Google announced Thursday on its enterprise blog that it had added DKIM (DomainKeys Identified Mail) support for all Google Apps domains. Although Gmail has supported receipt of DKIM email for some time, the ability for domain administrators to set up system-wide DKIM for outbound mail is new.
DKIM is primarily designed to enable more efficient spam filtering. As Google explained on its blog,
Email authentication is an important mechanism to verify senders’ identities, giving users a tool to recognize potential spam messages. In addition, many mail systems can display whether a received message is DKIM-verified, which helps spam filters verify and assess the overall reputation of the sender’s domain: messages from untrusted senders are treated more skeptically than those from good senders.
Essentially, while DKIM is not the be all to end all solution for spam or phishing attacks, the technology allows users to transparently verify whether a received email is identical to the email that a domain says it sent through the use of digital signatures. Wikipedia explains the technology well (and is actually the recommended source on the dkim.org website):
DomainKeys Identified Mail (DKIM) is a method for associating a domain name to an email, thereby allowing an organization to take responsibility for a message in a way that can be validated by a recipient. Remarkably, responsibility can be claimed independently of the message's actual authors or recipients. The validation technique is based on public-key cryptograph
Thus, as a domain is associated with more and more trusted, authenticated, "good" emails, the less likely its emails are to be incorrectly placed in someone's spam folder. All Google Apps administrators can enable this feature as described in Google's help.

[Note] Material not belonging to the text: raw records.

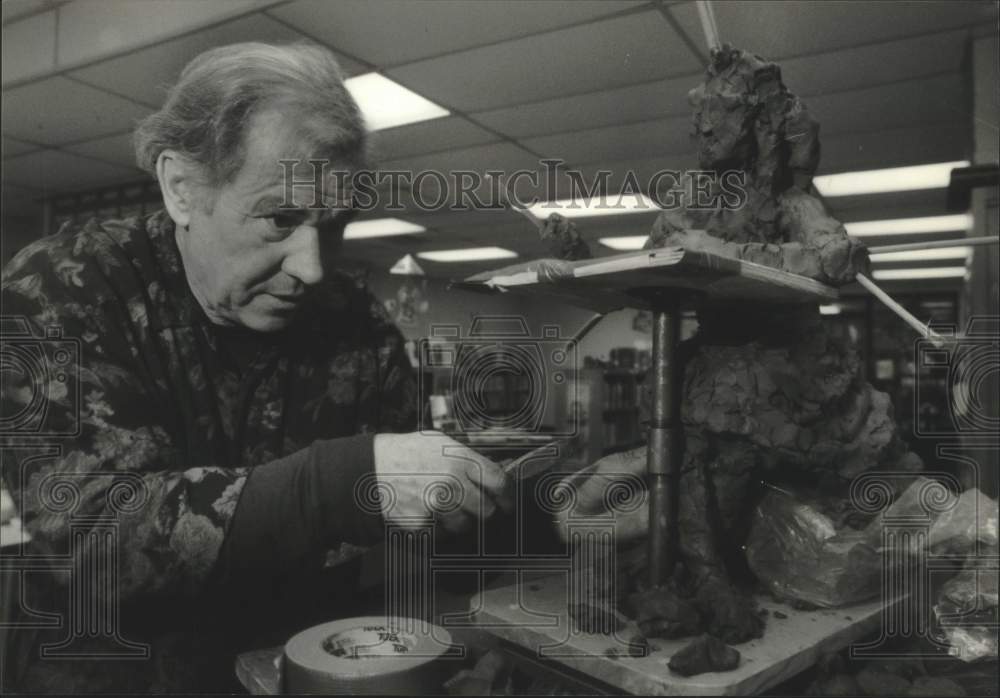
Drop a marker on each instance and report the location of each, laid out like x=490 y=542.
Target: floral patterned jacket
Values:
x=129 y=431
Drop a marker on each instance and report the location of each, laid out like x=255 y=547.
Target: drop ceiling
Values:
x=597 y=84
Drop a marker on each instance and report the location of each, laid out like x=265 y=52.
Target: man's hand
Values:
x=611 y=486
x=429 y=474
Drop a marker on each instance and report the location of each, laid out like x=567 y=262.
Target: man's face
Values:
x=251 y=259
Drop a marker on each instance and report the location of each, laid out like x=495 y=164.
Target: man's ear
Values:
x=178 y=184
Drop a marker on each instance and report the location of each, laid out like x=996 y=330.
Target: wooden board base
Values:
x=625 y=280
x=532 y=615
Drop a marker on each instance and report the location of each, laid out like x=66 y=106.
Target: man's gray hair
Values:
x=209 y=111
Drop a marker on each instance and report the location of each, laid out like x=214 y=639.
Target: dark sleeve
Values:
x=295 y=506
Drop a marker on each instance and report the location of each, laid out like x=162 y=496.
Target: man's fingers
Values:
x=474 y=502
x=491 y=479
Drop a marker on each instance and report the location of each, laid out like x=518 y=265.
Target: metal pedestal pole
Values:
x=664 y=449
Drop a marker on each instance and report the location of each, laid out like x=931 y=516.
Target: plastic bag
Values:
x=816 y=550
x=966 y=614
x=797 y=550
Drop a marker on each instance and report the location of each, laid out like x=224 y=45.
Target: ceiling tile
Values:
x=903 y=204
x=895 y=148
x=15 y=9
x=616 y=142
x=58 y=110
x=18 y=201
x=498 y=156
x=622 y=105
x=54 y=172
x=93 y=30
x=777 y=28
x=428 y=137
x=929 y=100
x=117 y=150
x=390 y=32
x=602 y=55
x=146 y=74
x=12 y=147
x=876 y=64
x=29 y=47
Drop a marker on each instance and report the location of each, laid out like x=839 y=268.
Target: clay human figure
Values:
x=767 y=393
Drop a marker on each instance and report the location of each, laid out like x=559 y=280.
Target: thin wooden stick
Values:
x=902 y=312
x=935 y=244
x=708 y=25
x=527 y=214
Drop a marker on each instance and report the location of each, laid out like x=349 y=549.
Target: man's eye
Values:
x=284 y=221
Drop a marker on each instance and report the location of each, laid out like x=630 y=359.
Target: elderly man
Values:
x=234 y=395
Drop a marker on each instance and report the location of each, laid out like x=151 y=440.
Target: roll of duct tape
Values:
x=369 y=655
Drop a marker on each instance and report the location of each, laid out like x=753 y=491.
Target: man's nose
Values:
x=303 y=259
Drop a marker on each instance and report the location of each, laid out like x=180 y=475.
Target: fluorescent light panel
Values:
x=380 y=228
x=610 y=205
x=933 y=176
x=958 y=222
x=940 y=253
x=468 y=254
x=624 y=242
x=385 y=103
x=928 y=273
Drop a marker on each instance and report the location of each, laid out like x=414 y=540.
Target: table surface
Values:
x=533 y=616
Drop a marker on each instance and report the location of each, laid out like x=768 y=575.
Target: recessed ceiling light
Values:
x=909 y=226
x=380 y=228
x=610 y=205
x=934 y=176
x=957 y=252
x=624 y=242
x=385 y=103
x=928 y=273
x=468 y=254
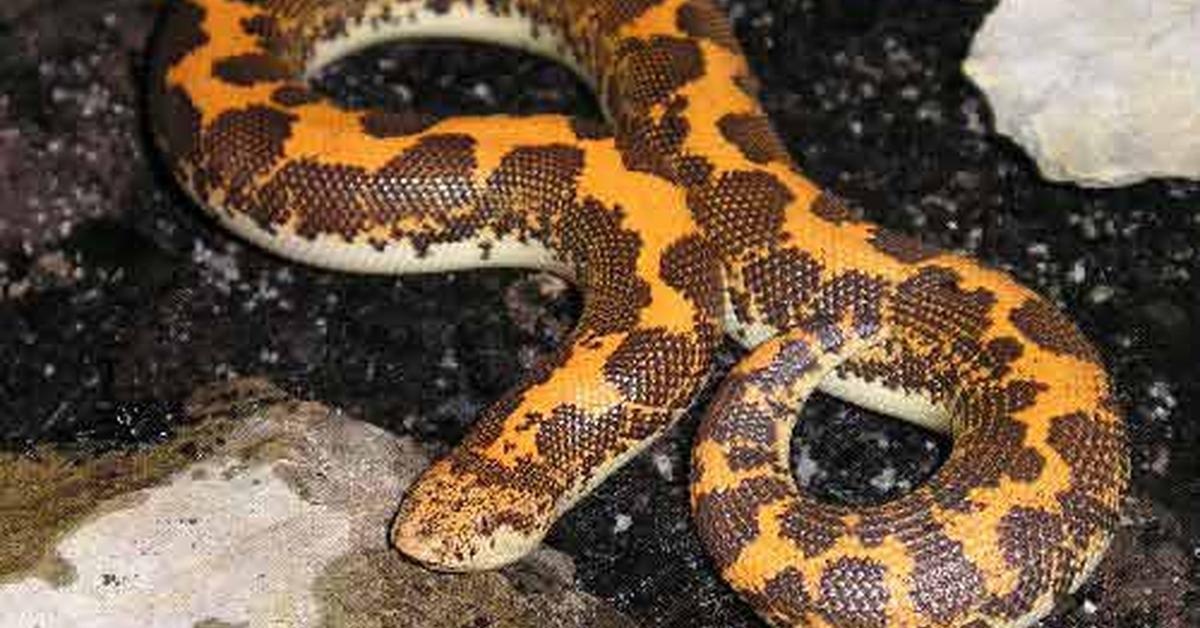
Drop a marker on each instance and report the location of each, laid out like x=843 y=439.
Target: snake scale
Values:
x=682 y=219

Google explained that it filters literally billions of spam messages a day for users, so clearly the use of DKIM and any other technologies to make email exchanges more robust and reliable is in their best interest (and ours). Before thinking this is the end of spam as we know it, it's worth reading another piece linked from the DKIM organization site. However, because Google has made it so easy to do and because it contributes to better spam filtering (and a decreased likelihood of a false positive spam flag for your organization, there is no reason not to enable DKIM support for your Google Apps domain.